Answer 1 · 2018-07-23T05:57:23.000Z

I don't see an obvious reason why this could go wrong.
Does the segfault still occur when searching 1000 vectors instead of 100000?

Answer 2 · 2018-07-30T11:46:27.000Z

I also get a segmentation fault (also using cpu).

This happens only if the faiss index is a member of an object, for instance here:

import faiss
import numpy as np

class Products:
    def __init__(self, path):
        self.embeddings = np.load(f'{path}/embeddings.npy')  # this loads a ~ 100000x512 float32 array
        quantizer = faiss.IndexFlatIP(512)
        self.index = faiss.IndexIVFFlat(quantizer, 512, 100, faiss.METRIC_L2)
        self.index.train(self.embeddings)
        self.index.add(self.embeddings)

    def find_nearest(self, index, n):
        return self.index.search(self.embeddings[index].reshape(1, -1), n)

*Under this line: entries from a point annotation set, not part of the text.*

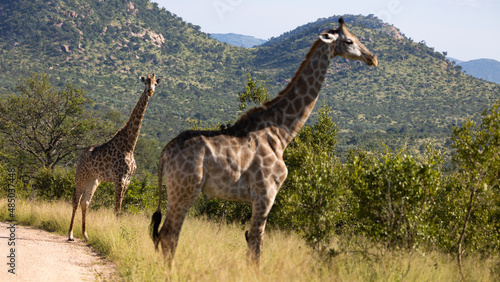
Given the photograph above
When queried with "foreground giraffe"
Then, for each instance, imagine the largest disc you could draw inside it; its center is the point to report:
(244, 162)
(111, 162)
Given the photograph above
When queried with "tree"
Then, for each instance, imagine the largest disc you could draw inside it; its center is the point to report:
(478, 161)
(256, 91)
(49, 125)
(313, 200)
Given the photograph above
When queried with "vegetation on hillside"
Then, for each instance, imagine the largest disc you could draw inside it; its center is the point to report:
(102, 46)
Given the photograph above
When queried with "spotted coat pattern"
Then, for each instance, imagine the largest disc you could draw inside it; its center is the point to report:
(244, 162)
(112, 161)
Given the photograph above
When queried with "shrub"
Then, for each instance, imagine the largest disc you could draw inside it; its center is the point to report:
(394, 193)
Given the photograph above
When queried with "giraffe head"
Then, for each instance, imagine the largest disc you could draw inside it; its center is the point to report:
(150, 83)
(346, 45)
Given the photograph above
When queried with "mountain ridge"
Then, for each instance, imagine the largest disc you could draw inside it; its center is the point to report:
(414, 95)
(238, 40)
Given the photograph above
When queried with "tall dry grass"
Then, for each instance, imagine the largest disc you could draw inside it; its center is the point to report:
(209, 251)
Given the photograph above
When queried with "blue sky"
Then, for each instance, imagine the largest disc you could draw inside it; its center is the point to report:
(466, 29)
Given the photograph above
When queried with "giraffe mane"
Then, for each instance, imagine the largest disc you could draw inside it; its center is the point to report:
(266, 105)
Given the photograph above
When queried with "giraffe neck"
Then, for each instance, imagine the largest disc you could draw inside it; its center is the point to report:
(130, 131)
(300, 96)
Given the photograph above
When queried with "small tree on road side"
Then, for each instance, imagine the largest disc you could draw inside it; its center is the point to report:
(46, 126)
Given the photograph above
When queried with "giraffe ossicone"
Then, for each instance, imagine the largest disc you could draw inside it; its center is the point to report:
(244, 162)
(112, 161)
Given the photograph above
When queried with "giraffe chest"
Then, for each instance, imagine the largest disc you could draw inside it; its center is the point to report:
(110, 168)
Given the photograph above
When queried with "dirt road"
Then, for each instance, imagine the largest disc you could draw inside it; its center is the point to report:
(45, 256)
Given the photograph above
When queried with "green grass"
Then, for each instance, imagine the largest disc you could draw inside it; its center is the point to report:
(210, 251)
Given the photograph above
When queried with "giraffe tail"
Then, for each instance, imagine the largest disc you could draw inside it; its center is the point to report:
(153, 228)
(156, 218)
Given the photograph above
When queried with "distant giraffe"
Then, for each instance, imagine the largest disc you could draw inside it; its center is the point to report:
(244, 162)
(111, 162)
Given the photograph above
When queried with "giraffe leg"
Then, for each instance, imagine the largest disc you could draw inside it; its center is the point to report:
(120, 189)
(77, 196)
(169, 232)
(90, 188)
(255, 236)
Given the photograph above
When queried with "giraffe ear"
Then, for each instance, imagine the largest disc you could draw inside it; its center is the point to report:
(328, 37)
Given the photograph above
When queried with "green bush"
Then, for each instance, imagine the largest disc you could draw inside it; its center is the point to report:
(395, 192)
(54, 184)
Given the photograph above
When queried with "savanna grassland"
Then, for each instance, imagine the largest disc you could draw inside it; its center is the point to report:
(395, 176)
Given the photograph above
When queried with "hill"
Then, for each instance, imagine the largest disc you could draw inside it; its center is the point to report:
(238, 39)
(103, 46)
(486, 69)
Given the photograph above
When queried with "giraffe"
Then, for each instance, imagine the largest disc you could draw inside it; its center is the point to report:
(112, 161)
(244, 162)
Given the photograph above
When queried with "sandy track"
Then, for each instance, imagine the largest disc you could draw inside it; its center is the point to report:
(44, 256)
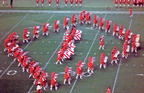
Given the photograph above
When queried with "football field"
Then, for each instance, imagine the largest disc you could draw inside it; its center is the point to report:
(126, 77)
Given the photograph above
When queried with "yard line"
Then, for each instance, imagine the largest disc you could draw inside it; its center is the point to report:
(87, 55)
(14, 26)
(24, 49)
(40, 30)
(50, 11)
(119, 65)
(47, 63)
(1, 14)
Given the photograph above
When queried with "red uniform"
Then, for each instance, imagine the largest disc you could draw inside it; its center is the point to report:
(45, 29)
(71, 1)
(95, 21)
(90, 64)
(73, 20)
(102, 43)
(56, 25)
(108, 24)
(103, 60)
(101, 23)
(67, 75)
(26, 34)
(53, 81)
(128, 2)
(37, 1)
(36, 32)
(130, 12)
(79, 69)
(65, 1)
(115, 29)
(76, 2)
(66, 23)
(88, 18)
(82, 17)
(116, 2)
(121, 32)
(42, 1)
(80, 1)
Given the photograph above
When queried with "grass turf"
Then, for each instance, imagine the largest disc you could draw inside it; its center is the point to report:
(42, 50)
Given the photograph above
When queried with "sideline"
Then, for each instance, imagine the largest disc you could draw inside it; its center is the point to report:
(87, 55)
(117, 73)
(53, 11)
(14, 26)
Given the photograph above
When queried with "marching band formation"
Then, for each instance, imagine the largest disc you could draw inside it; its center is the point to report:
(57, 2)
(13, 49)
(134, 3)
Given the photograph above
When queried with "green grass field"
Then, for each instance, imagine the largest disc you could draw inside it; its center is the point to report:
(127, 77)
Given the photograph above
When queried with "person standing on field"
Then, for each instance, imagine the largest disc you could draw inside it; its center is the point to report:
(11, 3)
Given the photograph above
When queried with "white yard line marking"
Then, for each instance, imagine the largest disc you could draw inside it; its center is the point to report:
(1, 14)
(48, 61)
(119, 65)
(24, 49)
(14, 26)
(87, 55)
(49, 11)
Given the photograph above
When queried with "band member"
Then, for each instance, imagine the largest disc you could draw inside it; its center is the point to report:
(114, 55)
(130, 12)
(26, 35)
(95, 21)
(79, 69)
(49, 1)
(76, 2)
(74, 21)
(128, 2)
(103, 60)
(108, 90)
(66, 23)
(45, 29)
(102, 43)
(36, 31)
(57, 2)
(108, 25)
(101, 23)
(37, 2)
(90, 64)
(116, 2)
(88, 18)
(4, 2)
(82, 17)
(67, 75)
(121, 32)
(71, 1)
(115, 29)
(66, 2)
(54, 83)
(126, 49)
(56, 25)
(42, 1)
(80, 1)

p = Products('path/to/the/npy')
p.find_nearest(100, 10)  # segfault happens here

When implementing the same without a class, there is no segmentation fault:

import faiss
import numpy as np

path = 'path/to/the/npy'
embeddings = np.load(f'{path}/embeddings.npy')  # this loads a ~ 100000x512 float32 array
quantizer = faiss.IndexFlatIP(512)
index = faiss.IndexIVFFlat(quantizer, 512, 100, faiss.METRIC_L2)
index.train(embeddings)
index.add(embeddings)

def find_nearest(i, n):
    return index.search(embeddings[i].reshape(1, -1), n)

find_nearest(100, 10)  # no segfault, works as expected

Answer 3 · 2018-07-30T12:23:58.000Z

@wuhu This is because the quantizer gets garbage-collected by python. You could do self.quantizer = ... instead, so that it is not GCed before your Products instance is destroyed.

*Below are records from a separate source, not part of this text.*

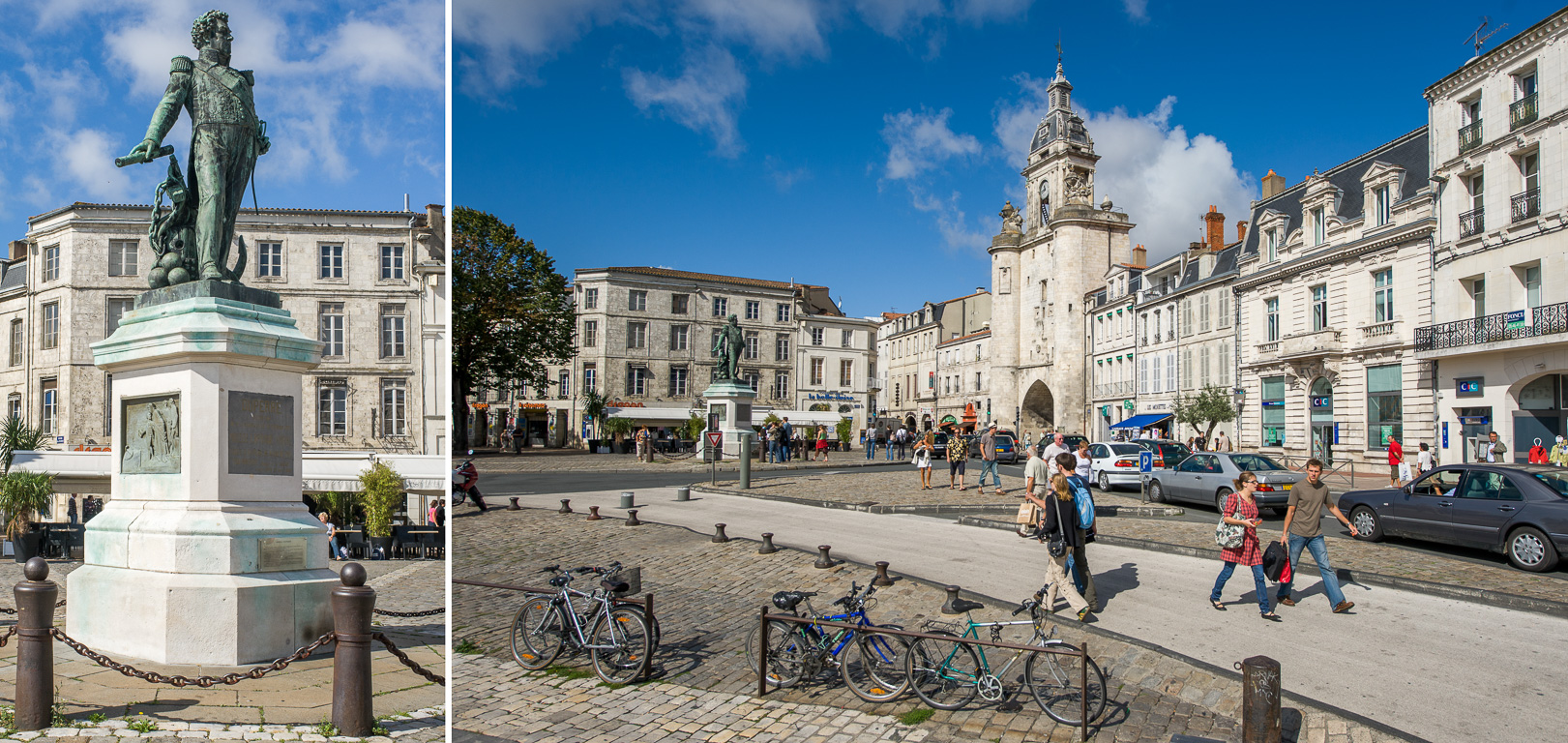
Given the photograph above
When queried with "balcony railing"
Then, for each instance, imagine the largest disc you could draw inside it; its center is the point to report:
(1489, 330)
(1520, 113)
(1472, 222)
(1527, 204)
(1469, 136)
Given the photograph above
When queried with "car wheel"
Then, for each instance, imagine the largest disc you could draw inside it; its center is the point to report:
(1368, 525)
(1530, 550)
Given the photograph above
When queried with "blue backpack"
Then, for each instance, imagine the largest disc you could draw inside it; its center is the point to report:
(1082, 500)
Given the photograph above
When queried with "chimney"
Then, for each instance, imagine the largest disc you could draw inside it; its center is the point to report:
(1272, 184)
(1214, 223)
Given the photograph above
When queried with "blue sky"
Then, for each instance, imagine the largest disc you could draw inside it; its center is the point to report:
(868, 144)
(353, 96)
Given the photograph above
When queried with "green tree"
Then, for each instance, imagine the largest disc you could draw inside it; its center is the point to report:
(1206, 409)
(512, 312)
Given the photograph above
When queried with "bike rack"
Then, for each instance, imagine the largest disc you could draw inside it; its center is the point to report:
(646, 601)
(1080, 652)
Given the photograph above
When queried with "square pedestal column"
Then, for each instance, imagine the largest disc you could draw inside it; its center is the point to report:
(731, 401)
(204, 552)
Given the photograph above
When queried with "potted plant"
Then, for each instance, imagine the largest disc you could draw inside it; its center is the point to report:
(380, 490)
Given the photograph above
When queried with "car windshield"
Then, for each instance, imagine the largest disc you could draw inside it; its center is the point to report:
(1555, 482)
(1255, 462)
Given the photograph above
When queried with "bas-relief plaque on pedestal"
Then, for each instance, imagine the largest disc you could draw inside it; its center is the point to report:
(151, 436)
(262, 434)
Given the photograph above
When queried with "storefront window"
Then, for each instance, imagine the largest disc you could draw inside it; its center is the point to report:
(1274, 411)
(1385, 409)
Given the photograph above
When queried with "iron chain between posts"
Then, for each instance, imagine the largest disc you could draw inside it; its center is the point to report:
(429, 611)
(186, 681)
(406, 660)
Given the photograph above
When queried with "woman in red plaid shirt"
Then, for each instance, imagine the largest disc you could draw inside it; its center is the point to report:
(1242, 510)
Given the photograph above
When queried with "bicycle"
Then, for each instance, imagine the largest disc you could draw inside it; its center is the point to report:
(871, 665)
(947, 674)
(618, 639)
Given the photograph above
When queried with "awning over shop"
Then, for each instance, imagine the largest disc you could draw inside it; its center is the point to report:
(1148, 419)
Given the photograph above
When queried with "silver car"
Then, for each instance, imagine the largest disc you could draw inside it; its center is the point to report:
(1207, 478)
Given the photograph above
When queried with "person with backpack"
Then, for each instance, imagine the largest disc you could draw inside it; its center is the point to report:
(1083, 522)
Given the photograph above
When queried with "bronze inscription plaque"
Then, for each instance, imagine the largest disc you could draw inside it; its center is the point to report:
(262, 434)
(151, 436)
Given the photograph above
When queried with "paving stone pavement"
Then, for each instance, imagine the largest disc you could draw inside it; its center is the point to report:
(298, 695)
(707, 596)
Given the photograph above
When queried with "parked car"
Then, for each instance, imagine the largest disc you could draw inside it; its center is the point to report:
(1113, 462)
(1207, 477)
(1518, 510)
(1167, 454)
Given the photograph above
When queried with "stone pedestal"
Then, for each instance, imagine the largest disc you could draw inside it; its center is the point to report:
(731, 400)
(204, 552)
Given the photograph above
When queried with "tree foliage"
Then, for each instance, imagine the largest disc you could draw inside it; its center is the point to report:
(512, 313)
(1206, 409)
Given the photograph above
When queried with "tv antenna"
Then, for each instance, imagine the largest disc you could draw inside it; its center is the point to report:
(1481, 40)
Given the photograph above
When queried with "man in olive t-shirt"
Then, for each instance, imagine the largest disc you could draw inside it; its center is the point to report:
(1303, 528)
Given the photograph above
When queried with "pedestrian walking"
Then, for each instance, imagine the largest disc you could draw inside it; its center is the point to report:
(1058, 527)
(989, 460)
(922, 460)
(1241, 510)
(1303, 528)
(1396, 457)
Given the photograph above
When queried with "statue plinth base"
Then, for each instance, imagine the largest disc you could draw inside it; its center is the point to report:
(204, 552)
(731, 400)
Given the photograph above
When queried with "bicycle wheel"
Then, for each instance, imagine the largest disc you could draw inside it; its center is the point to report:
(1054, 679)
(943, 671)
(785, 652)
(626, 632)
(873, 667)
(537, 634)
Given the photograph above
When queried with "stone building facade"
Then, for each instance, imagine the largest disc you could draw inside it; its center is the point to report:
(1333, 281)
(360, 281)
(1499, 338)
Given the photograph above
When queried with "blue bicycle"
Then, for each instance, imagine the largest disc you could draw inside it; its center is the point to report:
(871, 665)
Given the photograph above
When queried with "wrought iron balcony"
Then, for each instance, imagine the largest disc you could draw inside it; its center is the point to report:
(1469, 136)
(1494, 328)
(1520, 113)
(1527, 204)
(1472, 222)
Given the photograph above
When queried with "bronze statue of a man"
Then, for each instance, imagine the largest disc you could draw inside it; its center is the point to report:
(226, 138)
(729, 343)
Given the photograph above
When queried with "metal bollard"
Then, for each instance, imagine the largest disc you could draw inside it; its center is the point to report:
(35, 646)
(1259, 699)
(351, 606)
(952, 596)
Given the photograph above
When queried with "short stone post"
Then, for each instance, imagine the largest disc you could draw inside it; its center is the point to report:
(1259, 699)
(35, 646)
(351, 607)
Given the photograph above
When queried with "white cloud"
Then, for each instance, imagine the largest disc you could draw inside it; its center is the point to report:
(921, 141)
(1164, 177)
(703, 99)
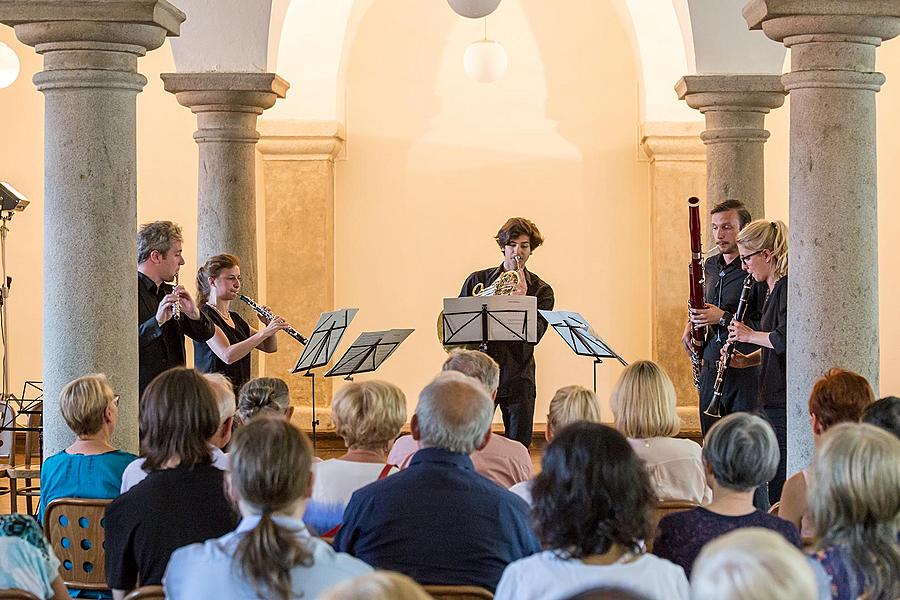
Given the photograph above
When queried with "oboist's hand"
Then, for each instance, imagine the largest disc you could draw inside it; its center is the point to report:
(702, 317)
(522, 285)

Answer 4 · 2018-07-30T12:44:43.000Z

@beauby Thanks for the quick reply! That worked.

Answer 5 · 2018-07-30T13:11:20.000Z

This seems to be another case of crashes in Python code. That makes me wonder: what would be the consequences of having the bindings automatically keep references to nested indexes on construction of new indexes (as in, apply the dont_dealloc_me trick)? I would imagine this to be safer and more predictable than requiring users to keep references by themselves in Python-land (although I probably overlooked something).

Answer 6 · 2018-07-30T13:29:56.000Z

It is on our TODO list. It requires to do some SWIG trick that adds that reference when an object is passed in as a reference to a few dozen functions and constructors.
The reason why we have not done it yet is:

I don't know exactly where in SWIG this has to be done
this problem hits only mid-level users. Low-level users know well enough the library and how the references work, and high-level users only use the index_factory that does not have this problem.

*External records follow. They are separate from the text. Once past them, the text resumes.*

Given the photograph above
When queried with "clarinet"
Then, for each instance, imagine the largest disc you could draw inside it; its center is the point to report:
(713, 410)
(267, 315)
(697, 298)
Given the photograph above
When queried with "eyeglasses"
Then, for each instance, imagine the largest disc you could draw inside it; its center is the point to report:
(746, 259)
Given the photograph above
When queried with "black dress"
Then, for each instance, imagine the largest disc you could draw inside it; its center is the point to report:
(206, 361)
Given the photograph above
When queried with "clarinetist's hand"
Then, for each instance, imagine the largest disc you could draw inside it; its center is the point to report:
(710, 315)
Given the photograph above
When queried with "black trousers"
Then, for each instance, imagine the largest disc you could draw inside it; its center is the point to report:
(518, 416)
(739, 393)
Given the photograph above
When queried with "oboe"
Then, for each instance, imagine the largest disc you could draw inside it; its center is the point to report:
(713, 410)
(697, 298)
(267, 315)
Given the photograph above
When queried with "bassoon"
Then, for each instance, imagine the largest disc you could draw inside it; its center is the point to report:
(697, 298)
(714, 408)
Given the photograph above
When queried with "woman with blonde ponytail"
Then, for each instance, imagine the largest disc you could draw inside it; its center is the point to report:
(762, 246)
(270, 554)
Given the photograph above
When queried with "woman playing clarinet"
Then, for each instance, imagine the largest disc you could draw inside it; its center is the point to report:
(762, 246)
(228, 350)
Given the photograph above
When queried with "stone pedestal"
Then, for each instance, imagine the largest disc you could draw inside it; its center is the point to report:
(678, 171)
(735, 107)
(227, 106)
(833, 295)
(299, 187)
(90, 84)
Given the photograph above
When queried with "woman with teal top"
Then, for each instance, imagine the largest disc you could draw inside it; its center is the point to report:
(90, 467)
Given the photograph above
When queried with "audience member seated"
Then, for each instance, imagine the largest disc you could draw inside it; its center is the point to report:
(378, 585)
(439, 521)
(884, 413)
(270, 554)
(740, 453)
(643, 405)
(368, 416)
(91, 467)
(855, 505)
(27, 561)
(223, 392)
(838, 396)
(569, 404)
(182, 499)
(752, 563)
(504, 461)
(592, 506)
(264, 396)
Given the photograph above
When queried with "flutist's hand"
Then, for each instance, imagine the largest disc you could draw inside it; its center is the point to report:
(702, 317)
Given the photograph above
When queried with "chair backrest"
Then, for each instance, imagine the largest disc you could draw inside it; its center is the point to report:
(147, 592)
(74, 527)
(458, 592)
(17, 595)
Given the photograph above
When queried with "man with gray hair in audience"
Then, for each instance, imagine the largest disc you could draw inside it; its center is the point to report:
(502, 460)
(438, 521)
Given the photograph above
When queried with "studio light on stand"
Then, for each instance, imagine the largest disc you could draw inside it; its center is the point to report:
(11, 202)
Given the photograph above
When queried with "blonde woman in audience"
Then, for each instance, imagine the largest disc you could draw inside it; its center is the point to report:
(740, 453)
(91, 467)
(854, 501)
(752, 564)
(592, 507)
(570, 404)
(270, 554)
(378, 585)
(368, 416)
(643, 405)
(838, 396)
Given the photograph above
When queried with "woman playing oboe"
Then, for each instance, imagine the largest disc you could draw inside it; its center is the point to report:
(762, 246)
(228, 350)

Answer 7 · 2018-07-31T10:47:48.000Z

sorry, i reply so late. i double checked my code, and i found the same problem as @wuhu, not caused by the line i mentioned

Answer 8 · 2018-07-31T15:02:17.000Z

@godkillok Great – can we close this issue then?

Answer 9 · 2019-07-24T18:07:22.000Z

It should be documented at least somewhere while the automatic reference counting is not implemented yet.

Answer 10 · 2019-07-24T19:35:02.000Z

@asanakoy It is actually done now. If you are encountering the same behavior, it is a bug, in which case please open a separate issue.